The Floodgate - Elaine Cunningham [32]
You found us quickly."
"Our scouts brought word of humans in the forest pass," offered another, younger elf. "Several hunting parties. The latest had only three men, but unlike the others, they found and followed the karasanzor's path."
A deep foreboding came over Andris. "Were they dressed in white, and did they wear medallions like mine?"
The elf leader and Kiva shot identical quelling glares at their companions.
But Andris took his answer from the glint of surprise in the young elf's eyes.
So Matteo had come looking for him. That was not completely unexpected, but it was distressing nonetheless. There was no friend whom Andris valued more and no enemy he would rather avoid.
"We remember Akhlaur," the elf spokesman said. "We remember the raid on your village.

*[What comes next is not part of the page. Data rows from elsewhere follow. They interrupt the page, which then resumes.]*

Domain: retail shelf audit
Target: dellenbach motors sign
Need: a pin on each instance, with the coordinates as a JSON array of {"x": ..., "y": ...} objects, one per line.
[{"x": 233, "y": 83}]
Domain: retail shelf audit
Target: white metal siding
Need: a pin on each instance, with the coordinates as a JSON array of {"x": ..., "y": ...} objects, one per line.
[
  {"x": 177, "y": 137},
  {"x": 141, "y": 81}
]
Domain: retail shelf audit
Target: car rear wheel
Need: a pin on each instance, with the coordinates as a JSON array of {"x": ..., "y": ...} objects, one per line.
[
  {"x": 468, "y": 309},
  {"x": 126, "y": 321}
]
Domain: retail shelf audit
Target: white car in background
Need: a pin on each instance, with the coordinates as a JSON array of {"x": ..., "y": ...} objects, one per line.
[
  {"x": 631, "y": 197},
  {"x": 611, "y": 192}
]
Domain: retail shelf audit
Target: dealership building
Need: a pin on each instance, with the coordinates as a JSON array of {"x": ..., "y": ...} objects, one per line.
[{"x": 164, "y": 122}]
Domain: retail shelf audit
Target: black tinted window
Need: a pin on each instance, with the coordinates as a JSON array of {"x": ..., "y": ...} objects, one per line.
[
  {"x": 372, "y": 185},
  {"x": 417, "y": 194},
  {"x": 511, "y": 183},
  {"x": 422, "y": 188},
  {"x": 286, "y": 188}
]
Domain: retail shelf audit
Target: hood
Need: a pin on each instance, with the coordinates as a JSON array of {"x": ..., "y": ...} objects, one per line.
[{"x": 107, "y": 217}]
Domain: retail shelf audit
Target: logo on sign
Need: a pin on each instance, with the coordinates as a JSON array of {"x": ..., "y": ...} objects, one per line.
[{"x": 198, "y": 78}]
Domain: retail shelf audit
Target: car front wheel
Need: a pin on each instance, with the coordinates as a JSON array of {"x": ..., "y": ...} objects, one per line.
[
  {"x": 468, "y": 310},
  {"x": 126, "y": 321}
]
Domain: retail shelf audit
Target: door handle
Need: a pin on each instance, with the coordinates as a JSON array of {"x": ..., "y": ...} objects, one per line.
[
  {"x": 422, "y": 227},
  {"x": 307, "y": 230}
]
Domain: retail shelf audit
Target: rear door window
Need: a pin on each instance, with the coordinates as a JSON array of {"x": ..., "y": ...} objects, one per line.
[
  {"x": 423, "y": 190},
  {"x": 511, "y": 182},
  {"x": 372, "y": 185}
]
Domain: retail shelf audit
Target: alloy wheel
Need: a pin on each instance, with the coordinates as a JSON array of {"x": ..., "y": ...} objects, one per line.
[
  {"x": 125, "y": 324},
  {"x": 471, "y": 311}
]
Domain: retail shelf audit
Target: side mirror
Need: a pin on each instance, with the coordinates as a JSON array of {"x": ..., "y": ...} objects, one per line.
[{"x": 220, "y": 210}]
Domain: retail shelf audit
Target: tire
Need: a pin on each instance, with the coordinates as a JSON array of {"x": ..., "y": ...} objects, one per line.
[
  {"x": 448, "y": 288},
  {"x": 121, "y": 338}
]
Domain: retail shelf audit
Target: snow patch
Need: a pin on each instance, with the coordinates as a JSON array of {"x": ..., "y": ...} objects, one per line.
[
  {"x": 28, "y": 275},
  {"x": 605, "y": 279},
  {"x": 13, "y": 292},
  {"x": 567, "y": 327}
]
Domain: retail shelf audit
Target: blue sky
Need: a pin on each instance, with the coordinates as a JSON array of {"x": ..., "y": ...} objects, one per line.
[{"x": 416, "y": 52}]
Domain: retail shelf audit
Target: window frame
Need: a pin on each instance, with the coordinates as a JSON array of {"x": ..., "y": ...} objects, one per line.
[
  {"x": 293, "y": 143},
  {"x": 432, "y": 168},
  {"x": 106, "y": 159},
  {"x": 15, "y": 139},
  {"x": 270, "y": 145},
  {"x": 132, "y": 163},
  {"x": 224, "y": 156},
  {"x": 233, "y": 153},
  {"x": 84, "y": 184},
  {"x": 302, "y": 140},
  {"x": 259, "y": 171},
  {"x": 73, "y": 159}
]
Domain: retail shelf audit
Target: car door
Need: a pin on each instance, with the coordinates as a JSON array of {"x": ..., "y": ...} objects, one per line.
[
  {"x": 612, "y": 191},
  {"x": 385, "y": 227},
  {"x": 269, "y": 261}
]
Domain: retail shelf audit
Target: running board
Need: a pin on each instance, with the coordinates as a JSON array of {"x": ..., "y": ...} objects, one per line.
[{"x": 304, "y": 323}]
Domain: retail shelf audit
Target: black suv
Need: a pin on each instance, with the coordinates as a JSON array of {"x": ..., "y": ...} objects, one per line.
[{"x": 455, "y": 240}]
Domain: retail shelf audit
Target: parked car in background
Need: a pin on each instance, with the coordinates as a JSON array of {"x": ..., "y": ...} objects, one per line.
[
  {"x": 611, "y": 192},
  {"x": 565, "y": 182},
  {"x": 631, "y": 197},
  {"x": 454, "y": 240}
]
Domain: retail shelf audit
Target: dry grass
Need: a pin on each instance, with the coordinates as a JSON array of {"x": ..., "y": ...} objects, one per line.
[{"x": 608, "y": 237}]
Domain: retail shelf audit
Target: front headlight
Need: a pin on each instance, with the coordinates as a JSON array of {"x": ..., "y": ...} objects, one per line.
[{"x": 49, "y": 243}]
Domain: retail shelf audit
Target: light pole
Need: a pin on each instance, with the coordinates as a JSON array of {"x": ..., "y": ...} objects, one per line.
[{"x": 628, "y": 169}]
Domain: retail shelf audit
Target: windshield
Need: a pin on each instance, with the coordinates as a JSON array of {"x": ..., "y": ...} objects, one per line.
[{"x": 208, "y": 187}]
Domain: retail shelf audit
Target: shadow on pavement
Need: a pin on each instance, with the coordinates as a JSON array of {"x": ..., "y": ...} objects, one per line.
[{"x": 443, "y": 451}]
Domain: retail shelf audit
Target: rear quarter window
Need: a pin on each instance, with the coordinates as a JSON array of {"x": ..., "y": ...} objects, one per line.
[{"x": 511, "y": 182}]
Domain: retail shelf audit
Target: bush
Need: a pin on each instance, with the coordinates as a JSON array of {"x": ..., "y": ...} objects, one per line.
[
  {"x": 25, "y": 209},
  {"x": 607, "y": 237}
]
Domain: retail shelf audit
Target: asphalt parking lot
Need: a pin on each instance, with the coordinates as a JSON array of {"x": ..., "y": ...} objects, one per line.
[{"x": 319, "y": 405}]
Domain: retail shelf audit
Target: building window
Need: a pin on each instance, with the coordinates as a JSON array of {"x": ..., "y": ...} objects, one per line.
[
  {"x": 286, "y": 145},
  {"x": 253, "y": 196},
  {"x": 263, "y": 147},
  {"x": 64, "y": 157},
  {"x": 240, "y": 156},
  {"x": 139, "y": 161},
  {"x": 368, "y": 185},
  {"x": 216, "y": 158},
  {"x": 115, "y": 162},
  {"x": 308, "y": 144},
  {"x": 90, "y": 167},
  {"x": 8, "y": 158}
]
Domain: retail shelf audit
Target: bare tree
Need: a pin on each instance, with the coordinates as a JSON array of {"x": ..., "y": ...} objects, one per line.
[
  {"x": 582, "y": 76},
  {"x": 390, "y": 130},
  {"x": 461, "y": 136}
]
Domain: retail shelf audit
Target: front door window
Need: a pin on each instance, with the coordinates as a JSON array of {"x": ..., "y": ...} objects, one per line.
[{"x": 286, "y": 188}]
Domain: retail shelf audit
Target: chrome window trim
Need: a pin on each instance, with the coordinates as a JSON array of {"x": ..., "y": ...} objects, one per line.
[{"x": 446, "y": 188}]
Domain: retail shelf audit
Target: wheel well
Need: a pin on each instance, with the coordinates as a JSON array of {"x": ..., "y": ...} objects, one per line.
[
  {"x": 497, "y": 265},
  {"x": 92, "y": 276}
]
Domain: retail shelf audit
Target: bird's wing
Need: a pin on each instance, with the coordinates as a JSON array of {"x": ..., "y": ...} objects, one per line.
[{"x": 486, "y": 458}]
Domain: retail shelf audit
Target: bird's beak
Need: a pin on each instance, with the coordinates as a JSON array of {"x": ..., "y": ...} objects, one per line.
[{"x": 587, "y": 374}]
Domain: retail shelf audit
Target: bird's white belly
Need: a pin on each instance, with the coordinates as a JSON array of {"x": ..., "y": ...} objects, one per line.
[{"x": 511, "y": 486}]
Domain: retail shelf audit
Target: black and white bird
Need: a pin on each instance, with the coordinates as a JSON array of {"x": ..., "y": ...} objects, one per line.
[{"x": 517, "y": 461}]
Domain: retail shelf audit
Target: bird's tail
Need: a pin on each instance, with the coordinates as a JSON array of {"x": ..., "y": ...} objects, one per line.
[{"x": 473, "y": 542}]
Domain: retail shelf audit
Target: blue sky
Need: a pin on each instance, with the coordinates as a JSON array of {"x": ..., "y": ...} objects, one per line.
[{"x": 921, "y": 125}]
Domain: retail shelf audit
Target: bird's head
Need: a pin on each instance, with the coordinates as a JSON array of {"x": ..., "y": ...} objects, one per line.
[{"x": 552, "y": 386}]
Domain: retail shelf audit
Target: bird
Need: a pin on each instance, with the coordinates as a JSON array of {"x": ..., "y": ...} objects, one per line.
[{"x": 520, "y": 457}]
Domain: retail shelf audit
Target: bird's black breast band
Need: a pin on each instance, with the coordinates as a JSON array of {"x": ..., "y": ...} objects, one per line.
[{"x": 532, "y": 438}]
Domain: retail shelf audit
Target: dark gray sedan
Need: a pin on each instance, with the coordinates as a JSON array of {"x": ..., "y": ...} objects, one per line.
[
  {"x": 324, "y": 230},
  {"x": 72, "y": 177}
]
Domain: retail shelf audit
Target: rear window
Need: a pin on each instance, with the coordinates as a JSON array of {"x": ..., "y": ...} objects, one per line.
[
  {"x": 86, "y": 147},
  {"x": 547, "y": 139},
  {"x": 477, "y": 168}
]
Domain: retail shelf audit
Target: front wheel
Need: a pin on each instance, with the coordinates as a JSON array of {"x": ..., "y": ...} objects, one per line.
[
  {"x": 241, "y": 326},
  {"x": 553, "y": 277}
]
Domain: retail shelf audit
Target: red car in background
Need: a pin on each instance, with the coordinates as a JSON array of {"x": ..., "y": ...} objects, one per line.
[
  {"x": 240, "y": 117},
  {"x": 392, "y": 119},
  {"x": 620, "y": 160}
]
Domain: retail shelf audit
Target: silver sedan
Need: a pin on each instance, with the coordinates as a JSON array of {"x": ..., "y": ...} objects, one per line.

Later, many of us lost friends and kin to Akhlaur's swamp monster.
We want nothing to do with Halruaa or with People who love the humans enough to live among them and their foul magic."
"Do you love the boar, the river eels, the swamp dragons?" demanded Kiva.
"If you intend to hunt a creature, you must first stalk it and observe its habits. I know Halruaa better than she knows herself."
The elf folded his arms. "So?"
"Knowledge is a deadly sword. I offer it to the People of Mhair."
"We're to hunt wizards, are we?" demanded the elf leader with knife-edged sarcasm. "With what? The weapons of the jungle?"
"With their own weapons," Kiva countered. "We will fight with wizardly magic."
The elf sniffed derisively. "You might as well offer to bring sea-going ships into the jungle! What value are weapons we cannot use?"
"I can use them. I am a wizard," Kiva said. She grimaced, then amended, "Or so I was, until the laraken drained away my spells."
A moment of profound and respectful silence fell over the elves. "You have faced the laraken? And it took no more from you than your human spells?" demanded the speaker.
"I am weakened," Kiva admitted, "but I still live."
"How is this possible, when the monster ripped so many elves from life so swiftly that they left holes in the very fabric of the Weave?"
"My wizardly magic was strong," Kiva said. "The laraken drank and was satisfied. What was taken from me can be restored."
The elf leader glanced at the ghostly jordain. "And the karasanzor?"
"He is called Andris. He also survived the laraken. He is a jordain, a name humans of Halruaa give to their lore-masters. He is also a battlemaster, resistant to wizardly magic and skilled at fighting against it"
The elf looked puzzled. "He is these things, you say?"
"Yes. Is."
Andris was not sure what this cryptic exchange meant, but he noted that Kiva had neglected to mention his elf blood. He ached to claim what kinship he could. Before he could speak, Kiva stabbed him with a glare, eloquently and unmistakably warning him to silence.
The elf spokesman was not yet done with his questions. "Let us say that you have these weapons of magic. Let's assume that we could prevail against the humans. Why would we want to fight them again, when peace was so hardearned and long in coming?"
"Because if we don't, Akhlaur could return."
Stunned silence met her words. Andris felt as shocked and skeptical as the elves looked.
"All these many years," Kiva went on, "the laraken's source of strength was a trickle of water from another world, a world full of magic-an endless supply of magic. The laraken escaped into that world. So did Akhlaur."
Horror startled Andris into speaking out of turn. "Why did you help it escape?"
The elf woman's glance flicked over to him. "Why would I lead an army of magic-dead warriors against the laraken, except to destroy it? It was my intention to enter the Plane of Water once the laraken was destroyed, to face Akhlaur. But Tzigone did not hold the laraken, choosing instead to waste her spells attacking me."
Andris thought back upon the confusion and chaos of battle. The laraken had broken free of Tzigone and rushed back to the spring just as Kiva conjured a large, bubbling gate. When Kiva fell, it was within arm's reach of this gate.